Online-Bewerbung schreiben: Tipps & Vorlagen

Eine Online-Bewerbung erfolgt in der Regel per E-Mail oder über ein Online-Bewerbungsformular beziehungsweise ein Karriereportal. Es gibt wichtige Punkte, die bei der Online-Bewerbung zu beachten sind. Vor allem das Thema CV Parsing spielt in dem Kontext eine große Rolle, da die online eingereichten Daten häufig in Bewerbermanagementsysteme (ATS) Übertragen werden. Nutze unsere gratis Vorlagen oder den kostenlosen Online-Bewerbungsgenerator, um deine Online-Bewerbung zu erstellen. Zusätzlich beantworten wir dir die wichtigsten Fragen zum Thema.

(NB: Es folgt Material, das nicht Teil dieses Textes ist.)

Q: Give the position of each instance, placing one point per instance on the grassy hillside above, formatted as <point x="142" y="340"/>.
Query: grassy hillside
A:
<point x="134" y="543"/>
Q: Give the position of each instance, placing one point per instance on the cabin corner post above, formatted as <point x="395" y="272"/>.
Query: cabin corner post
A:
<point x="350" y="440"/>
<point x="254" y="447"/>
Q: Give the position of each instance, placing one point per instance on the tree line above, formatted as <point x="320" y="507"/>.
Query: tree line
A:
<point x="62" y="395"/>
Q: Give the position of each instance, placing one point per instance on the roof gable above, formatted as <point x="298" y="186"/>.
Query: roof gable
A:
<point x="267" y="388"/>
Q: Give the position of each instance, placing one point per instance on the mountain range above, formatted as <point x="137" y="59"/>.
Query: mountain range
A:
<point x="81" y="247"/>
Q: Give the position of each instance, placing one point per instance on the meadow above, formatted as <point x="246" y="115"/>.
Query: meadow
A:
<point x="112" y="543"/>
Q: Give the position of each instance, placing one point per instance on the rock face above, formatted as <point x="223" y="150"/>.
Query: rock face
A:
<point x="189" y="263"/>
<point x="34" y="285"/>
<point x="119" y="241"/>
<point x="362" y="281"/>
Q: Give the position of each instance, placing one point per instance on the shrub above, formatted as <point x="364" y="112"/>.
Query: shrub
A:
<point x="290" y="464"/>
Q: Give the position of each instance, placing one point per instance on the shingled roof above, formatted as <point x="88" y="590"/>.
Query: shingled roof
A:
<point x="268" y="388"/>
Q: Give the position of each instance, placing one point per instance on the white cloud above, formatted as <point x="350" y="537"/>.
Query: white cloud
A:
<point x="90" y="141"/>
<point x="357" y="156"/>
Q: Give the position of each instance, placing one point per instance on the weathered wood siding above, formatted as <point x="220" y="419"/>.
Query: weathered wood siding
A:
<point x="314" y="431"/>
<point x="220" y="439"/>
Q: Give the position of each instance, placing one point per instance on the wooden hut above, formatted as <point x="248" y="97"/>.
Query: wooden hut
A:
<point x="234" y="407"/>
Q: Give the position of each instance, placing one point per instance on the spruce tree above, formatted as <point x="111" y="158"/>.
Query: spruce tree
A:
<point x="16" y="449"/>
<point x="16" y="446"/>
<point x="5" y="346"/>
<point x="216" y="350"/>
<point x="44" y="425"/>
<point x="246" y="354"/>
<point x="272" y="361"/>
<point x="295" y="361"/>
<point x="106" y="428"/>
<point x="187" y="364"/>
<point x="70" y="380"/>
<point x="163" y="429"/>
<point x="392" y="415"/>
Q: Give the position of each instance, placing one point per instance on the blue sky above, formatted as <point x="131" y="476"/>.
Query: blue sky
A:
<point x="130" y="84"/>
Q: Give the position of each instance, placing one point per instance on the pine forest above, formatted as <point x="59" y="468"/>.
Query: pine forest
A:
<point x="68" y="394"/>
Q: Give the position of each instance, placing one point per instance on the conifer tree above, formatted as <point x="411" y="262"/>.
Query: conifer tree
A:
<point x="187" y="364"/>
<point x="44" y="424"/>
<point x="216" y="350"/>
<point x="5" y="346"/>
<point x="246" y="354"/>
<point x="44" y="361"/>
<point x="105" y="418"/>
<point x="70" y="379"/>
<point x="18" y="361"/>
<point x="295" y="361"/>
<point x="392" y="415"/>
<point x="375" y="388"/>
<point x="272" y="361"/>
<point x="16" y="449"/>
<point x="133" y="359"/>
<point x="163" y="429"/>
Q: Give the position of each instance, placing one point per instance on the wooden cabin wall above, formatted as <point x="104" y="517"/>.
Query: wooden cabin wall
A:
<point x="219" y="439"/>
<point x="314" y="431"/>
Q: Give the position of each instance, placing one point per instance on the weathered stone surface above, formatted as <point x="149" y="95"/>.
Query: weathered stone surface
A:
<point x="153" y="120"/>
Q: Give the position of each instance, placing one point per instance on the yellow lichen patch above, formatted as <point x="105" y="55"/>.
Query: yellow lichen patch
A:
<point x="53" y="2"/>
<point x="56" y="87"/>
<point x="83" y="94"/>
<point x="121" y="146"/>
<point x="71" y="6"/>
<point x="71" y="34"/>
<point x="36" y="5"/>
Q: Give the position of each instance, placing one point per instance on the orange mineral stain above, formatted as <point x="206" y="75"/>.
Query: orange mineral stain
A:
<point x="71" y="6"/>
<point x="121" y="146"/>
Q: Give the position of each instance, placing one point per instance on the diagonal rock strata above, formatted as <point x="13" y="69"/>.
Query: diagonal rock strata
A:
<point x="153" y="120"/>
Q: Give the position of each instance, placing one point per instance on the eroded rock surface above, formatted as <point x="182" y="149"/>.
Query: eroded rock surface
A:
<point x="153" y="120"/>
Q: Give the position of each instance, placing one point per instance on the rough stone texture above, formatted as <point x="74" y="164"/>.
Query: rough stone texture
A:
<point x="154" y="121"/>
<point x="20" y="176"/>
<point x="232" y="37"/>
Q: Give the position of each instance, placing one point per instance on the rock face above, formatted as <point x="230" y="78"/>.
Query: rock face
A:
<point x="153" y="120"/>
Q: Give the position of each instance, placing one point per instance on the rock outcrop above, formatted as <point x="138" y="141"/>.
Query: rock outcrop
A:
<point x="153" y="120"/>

Ein Beitrag von Autor Stefan Gerth

Online-Bewerbung per E-Mail

Viele Unternehmen, insbesondere kleine und mittelständische Firmen, bevorzugen die Online-Bewerbung per E-Mail. Der Vorteil liegt in der einfachen Handhabung und schnellen Kommunikation. Du kannst deine Bewerbungsunterlagen problemlos per E-Mail einreichen und hast die Möglichkeit, direkt mit den richtigen Ansprechpartner*innen zu kommunizieren.

Als Bewerber*in solltest du bei einer Bewerbung per E-Mail unbedingt beachten, dass neben dem klassischen Bewerbungsschreiben auch ein Mail-Text erforderlich ist. Viele Bewerber*innen kopieren zumeist aus Unwissenheit ihr Anschreiben hinein. Von dieser Praxis raten wir dir eher ab. Das Bewerbungsschreiben gehört zur Bewerbung. Nutze den Text in der E-Mail besser, um kurz dein Anliegen zu beschreiben und auf deine Bewerbungsunterlagen im Anhang der Mail zu verweisen.

Bewerbung per E-Mail Tipps

Damit du bei der Bewerbung keine Fehler machst, findest du hier eine Checkliste für die Bewerbung per E-Mail:

  1. Seriöse E-Mail-Adresse nutzen

  2. Richtige Kontaktperson adressieren

  3. optional: Eigene E-Mail-Adresse ins BCC setzen

  4. Eindeutige Betreffzeile formulieren

  5. Bewerbungsunterlagen eindeutig benennen und im Anhang hinzufügen

  6. Ansprechperson direkt adressieren

  7. Kurzen professionellen E-Mail-Text verfassen

  8. Unterschrift hinzufügen

  9. Signatur hinzufügen

Weitere Tipps findest du in unserem Fachartikel zur Bewerbung per E-Mail.

Online-Bewerbung per Bewerbungsformular / Karriereportal

Bei größeren Unternehmen ist der Ansturm auf ausgeschriebene Stellen häufig zu groß, um Bewerbungen per E-Mail effizient zu bearbeiten. Deshalb richten diese Unternehmen eigene Bewerbungsportale ein, über die sich Bewerber*innen direkt bewerben können.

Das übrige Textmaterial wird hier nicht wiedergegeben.